The FBI and Cybersecurity and Infrastructure Security Agency warned that the OnePercent ransomware group has been launching attacks on U.S. companies since November.
OnePercent compromises victims through phishing emails that have an attachment, according to an Aug. 23 alert. Once the attachment is opened, the system is infected with IcedID and Cobalt Strike software is downloaded. Cobalt Strike moves laterally through the network, allowing the hackers to encrypt the data and remove it from the victim's systems.
Five things to know:
- The hackers contact the victims through telephone or email and threaten to release the stolen data unless a ransom is paid using The Onion Router. TOR is a website used to communicate the ransom amount, provide technical support and negotiate with the victims through an online chat function.
- The victims are instructed to pay the ransom to a Bitcoin address and are told that a decryption key will be provided 24-48 hours after payment
- If the victim doesn't contact OnePercent within one week of the infection, the group follows up with emails and phone calls stating the data will be leaked.

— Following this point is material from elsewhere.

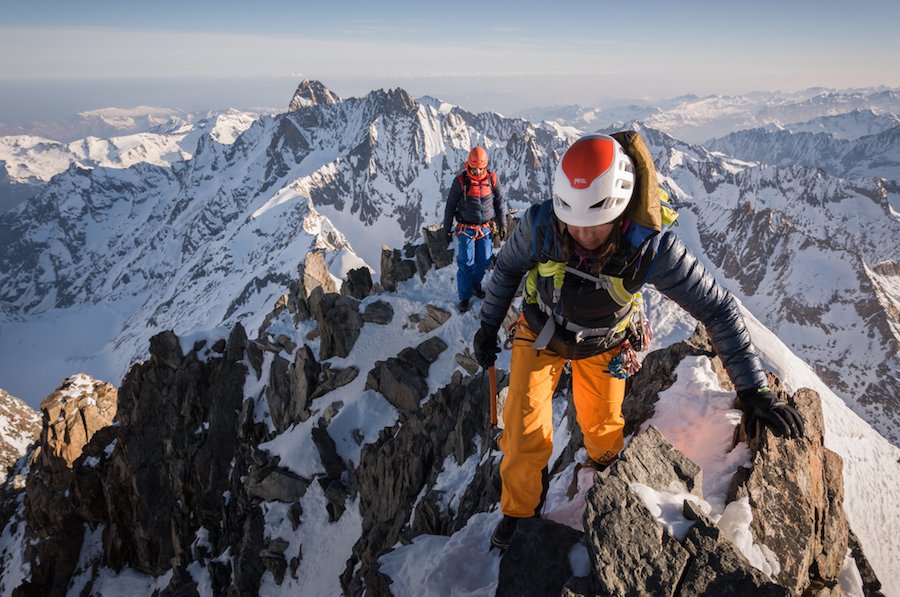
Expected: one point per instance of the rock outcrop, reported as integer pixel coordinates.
(20, 426)
(171, 474)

The hackers threaten the data will be leaked on various clearnet websites.
- If the victims do not pay the ransom in full after the group leaked some of the stolen data, OnePercent claims all of the data will be leaked online.
- The hacker group uses Amazon Web Services S3 cloud, IcedID, Cobalt Strike, Powershell, Rclone, Mimikatz, SharpKatz, BetterSafetyKatz and SharpSploit to attack victims. The FBI emphasized that some of the applications traditionally support legitimate services.